「後生(ごしょう)」という言葉は、日常会話ではあまり使われなくなった一方で、仏教や文学、古典において重要な意味を持つ表現です。この記事では、「後生」の正しい意味や使い方、仏教との関連、現代での使用例まで詳しく解説します。

1. 「後生」とはどういう意味か

1.1 基本的な意味

「後生」とは、主に仏教用語として使われる言葉で、「死後の世界」や「来世」を意味します。現世(今の人生)に対して、死後に訪れるとされる次の生を指す概念です。もともとは人間の輪廻転生の考え方に基づき、死後の善悪の報いが現れる世界を意味します。

1.2 読み方と語源

「後生」は「ごしょう」と読みます。漢字の意味を見ても、「後」は未来、「生」は生まれることを表し、「未来に生まれる場所・状態」を意味するのが語源的な背景です。

2. 「後生」の使い方と例文

2.1 仏教的な使い方

仏教において「後生」は、極楽浄土や地獄など、死後の世界への行き先やそこに生まれ変わることを意味します。

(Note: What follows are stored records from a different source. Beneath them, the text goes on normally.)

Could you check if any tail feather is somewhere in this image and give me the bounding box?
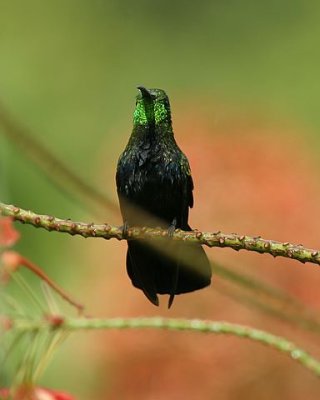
[127,240,211,307]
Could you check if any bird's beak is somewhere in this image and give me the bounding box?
[137,86,153,100]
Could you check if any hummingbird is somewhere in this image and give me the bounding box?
[116,86,211,308]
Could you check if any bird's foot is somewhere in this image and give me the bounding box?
[168,218,177,237]
[120,221,129,239]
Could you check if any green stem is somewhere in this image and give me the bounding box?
[13,317,320,376]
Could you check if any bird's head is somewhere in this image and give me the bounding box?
[133,86,171,126]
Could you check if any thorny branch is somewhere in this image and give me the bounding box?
[0,203,320,265]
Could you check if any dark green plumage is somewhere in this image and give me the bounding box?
[116,87,211,307]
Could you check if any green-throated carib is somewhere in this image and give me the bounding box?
[116,86,211,307]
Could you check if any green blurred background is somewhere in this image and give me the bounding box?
[0,0,320,399]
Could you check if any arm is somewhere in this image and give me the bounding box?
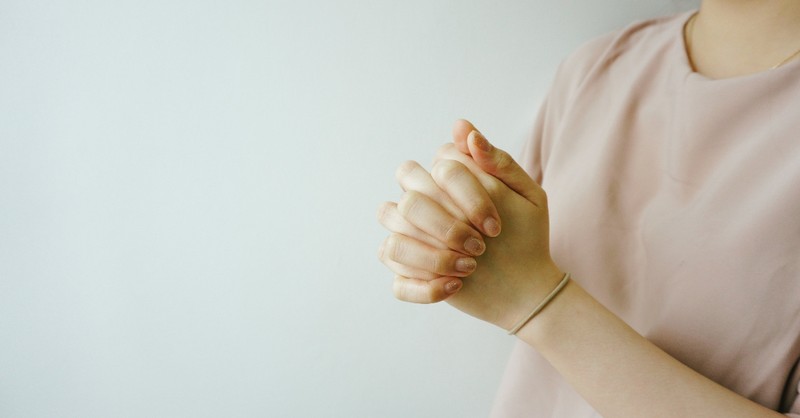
[380,119,782,418]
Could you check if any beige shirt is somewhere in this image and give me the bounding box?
[493,13,800,418]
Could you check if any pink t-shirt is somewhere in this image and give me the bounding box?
[493,13,800,418]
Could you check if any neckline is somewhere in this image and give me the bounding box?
[677,10,800,83]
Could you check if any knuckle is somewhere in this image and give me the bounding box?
[377,202,394,225]
[430,250,456,275]
[397,190,422,217]
[494,150,514,171]
[383,234,405,261]
[432,160,466,183]
[485,178,503,196]
[394,160,419,181]
[436,142,455,160]
[467,199,492,222]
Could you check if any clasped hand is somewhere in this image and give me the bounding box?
[378,120,562,329]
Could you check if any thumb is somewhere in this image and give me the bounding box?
[466,130,547,207]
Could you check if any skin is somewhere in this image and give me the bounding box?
[378,0,800,418]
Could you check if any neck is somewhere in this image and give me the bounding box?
[687,0,800,78]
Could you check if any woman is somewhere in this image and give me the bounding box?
[379,0,800,418]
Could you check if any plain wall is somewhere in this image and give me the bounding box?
[0,0,696,418]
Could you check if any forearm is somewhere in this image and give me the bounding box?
[517,282,783,418]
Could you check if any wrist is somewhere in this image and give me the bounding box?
[496,265,566,331]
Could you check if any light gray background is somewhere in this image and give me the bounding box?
[0,0,695,418]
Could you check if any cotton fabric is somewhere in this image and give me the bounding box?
[492,13,800,418]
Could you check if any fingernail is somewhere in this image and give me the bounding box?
[456,258,477,273]
[464,237,486,255]
[483,218,500,237]
[472,131,492,152]
[444,280,461,295]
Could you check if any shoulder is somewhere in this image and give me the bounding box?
[554,12,691,97]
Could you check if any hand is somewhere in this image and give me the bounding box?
[378,152,500,303]
[380,121,561,329]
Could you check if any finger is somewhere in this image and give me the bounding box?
[453,119,478,155]
[392,276,462,303]
[378,202,448,250]
[431,160,500,237]
[397,191,486,256]
[378,234,477,277]
[467,130,547,207]
[378,255,442,281]
[433,144,509,196]
[395,161,467,221]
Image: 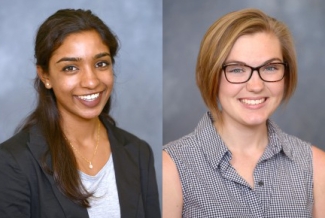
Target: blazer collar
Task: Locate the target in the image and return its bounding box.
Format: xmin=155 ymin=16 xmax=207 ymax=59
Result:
xmin=28 ymin=125 xmax=89 ymax=218
xmin=100 ymin=117 xmax=141 ymax=217
xmin=28 ymin=116 xmax=141 ymax=218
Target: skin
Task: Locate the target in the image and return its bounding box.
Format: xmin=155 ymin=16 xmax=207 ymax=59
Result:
xmin=37 ymin=31 xmax=114 ymax=175
xmin=163 ymin=32 xmax=325 ymax=218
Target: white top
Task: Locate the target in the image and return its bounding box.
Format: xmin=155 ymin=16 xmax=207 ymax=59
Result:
xmin=79 ymin=155 xmax=121 ymax=218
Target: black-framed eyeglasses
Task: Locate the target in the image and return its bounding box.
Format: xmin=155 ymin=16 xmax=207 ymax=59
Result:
xmin=222 ymin=62 xmax=288 ymax=84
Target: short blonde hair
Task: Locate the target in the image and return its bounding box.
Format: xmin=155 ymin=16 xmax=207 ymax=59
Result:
xmin=196 ymin=9 xmax=297 ymax=118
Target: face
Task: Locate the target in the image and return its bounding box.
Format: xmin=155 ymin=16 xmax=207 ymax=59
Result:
xmin=38 ymin=31 xmax=114 ymax=122
xmin=219 ymin=33 xmax=284 ymax=126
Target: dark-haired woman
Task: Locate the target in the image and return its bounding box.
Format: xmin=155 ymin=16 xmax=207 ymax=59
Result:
xmin=0 ymin=9 xmax=160 ymax=218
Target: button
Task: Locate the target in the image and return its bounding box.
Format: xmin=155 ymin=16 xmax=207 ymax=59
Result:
xmin=257 ymin=180 xmax=264 ymax=186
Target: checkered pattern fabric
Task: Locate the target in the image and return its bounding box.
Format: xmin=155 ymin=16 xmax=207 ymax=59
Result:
xmin=164 ymin=112 xmax=313 ymax=218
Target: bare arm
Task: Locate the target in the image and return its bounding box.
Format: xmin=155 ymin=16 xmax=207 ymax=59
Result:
xmin=162 ymin=151 xmax=183 ymax=218
xmin=312 ymin=146 xmax=325 ymax=218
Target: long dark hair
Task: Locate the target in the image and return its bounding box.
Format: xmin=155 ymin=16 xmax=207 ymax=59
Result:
xmin=17 ymin=9 xmax=119 ymax=207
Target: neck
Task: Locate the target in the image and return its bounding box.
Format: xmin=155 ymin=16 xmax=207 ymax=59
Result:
xmin=61 ymin=116 xmax=100 ymax=145
xmin=214 ymin=116 xmax=268 ymax=153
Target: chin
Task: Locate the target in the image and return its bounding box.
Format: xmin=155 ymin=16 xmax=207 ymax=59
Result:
xmin=243 ymin=117 xmax=268 ymax=126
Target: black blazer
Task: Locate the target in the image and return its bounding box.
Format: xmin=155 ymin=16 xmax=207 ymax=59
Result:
xmin=0 ymin=118 xmax=161 ymax=218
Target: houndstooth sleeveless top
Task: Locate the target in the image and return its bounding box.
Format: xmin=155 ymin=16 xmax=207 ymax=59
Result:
xmin=164 ymin=112 xmax=313 ymax=218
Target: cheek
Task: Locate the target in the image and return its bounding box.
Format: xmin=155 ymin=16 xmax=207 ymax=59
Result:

特に浄土宗や浄土真宗では、「後生を願う」「後生善処(ごしょうぜんしょ)」といった表現が重要視されます。

例:「阿弥陀仏を信じ、後生の安楽を願う」

例:「後生の一大事を忘れてはならぬ」

2.2 現代日本語における使い方

日常会話では使われる機会が少ないですが、古風な表現や文学、芝居、落語などでは「後生だから許してくれ」といった使い方があります。これは「どうかお願いだから」「命に関わるから勘弁してくれ」といった意味になります。

例:「後生だから、もうこれ以上責めないでくれ」

例:「後生だ、助けてくれ」

このように、懇願や切実な頼みごとを表すときに使われる場合もあります。

3. 仏教における「後生」の位置づけ

3.1 輪廻転生と後生

仏教では、人間は死後、善悪の行いに応じて六道(地獄、餓鬼、畜生、修羅、人間、天)のいずれかに生まれ変わるとされます。これが「輪廻転生」の考え方です。「後生」はこの輪廻の中の次の生を意味し、多くの仏教宗派では、より良い来世に生まれ変わることが目標とされます。

3.2 浄土思想における後生

浄土宗や浄土真宗では、「後生は極楽浄土に往生したい」と願うことが信仰の中心です。阿弥陀仏の本願を信じ、「南無阿弥陀仏」と唱えることで、後生に極楽浄土へ生まれ変わることができるとされます。

4. 「後生」の類語や似た言葉

4.1 類語との比較

来世(らいせ):後生と同様に死後の世界や次の人生を意味する

彼岸(ひがん):悟りの境地または死後の世界

あの世:俗語として一般的に使われる死後の世界の表現

これらの言葉は「後生」と似ていますが、使用場面や語感が異なります。「後生」はやや宗教的、または古典的な語感を持ち、日常語よりもフォーマルまたは文学的な表現に近いです。

4.2 「後生」の対義語

「後生」の対義語は「現世(げんせ)」や「今生(こんじょう)」です。現世は、私たちが今生きているこの世界を指し、「後生」はその後に訪れる次の世界を意味します。

5. 現代における「後生」の意味と役割

5.1 現代社会での使用頻度

現代において「後生」という言葉はあまり一般的ではありませんが、宗教の場や文学、古典芸能では今でも重要な役割を担っています。また、「後生を大事にする」といった表現に見られるように、死後の世界や人生の在り方を考えるきっかけとなる言葉でもあります。

5.2 宗教以外での用法

宗教以外では、「後生」の表現が比喩的に使われることもあります。たとえば、「後生のことまで考えて行動する」という場合は、「将来の影響や結果までを見据えて」といった意味合いになります。

6. 「後生だから」の意味と使い方

6.1 懇願を表す古語的表現

「後生だから」という表現は、命を懸けたような強い懇願を示す言い回しで、古典落語や時代劇などでよく使われます。直訳すると「自分の後の人生をかけてお願いする」といった意味です。

6.2 現代語への置き換え

現代では「お願いします」「どうか勘弁してください」などに置き換えられますが、「後生だから」という表現には、より強い切実さや古風な味わいがあります。

7. まとめ

「後生」とは、仏教用語としての「死後の世界」「来世」を指す言葉であり、現世に対する将来の生のことを意味します。また、日常会話では懇願の意味で使われることもあります。仏教においては極楽浄土や輪廻転生と深く関わる概念であり、文学的にも重要な表現です。現代では使われる機会は限られていますが、意味や背景を知ることで、日本語の深みや宗教観への理解が深まります。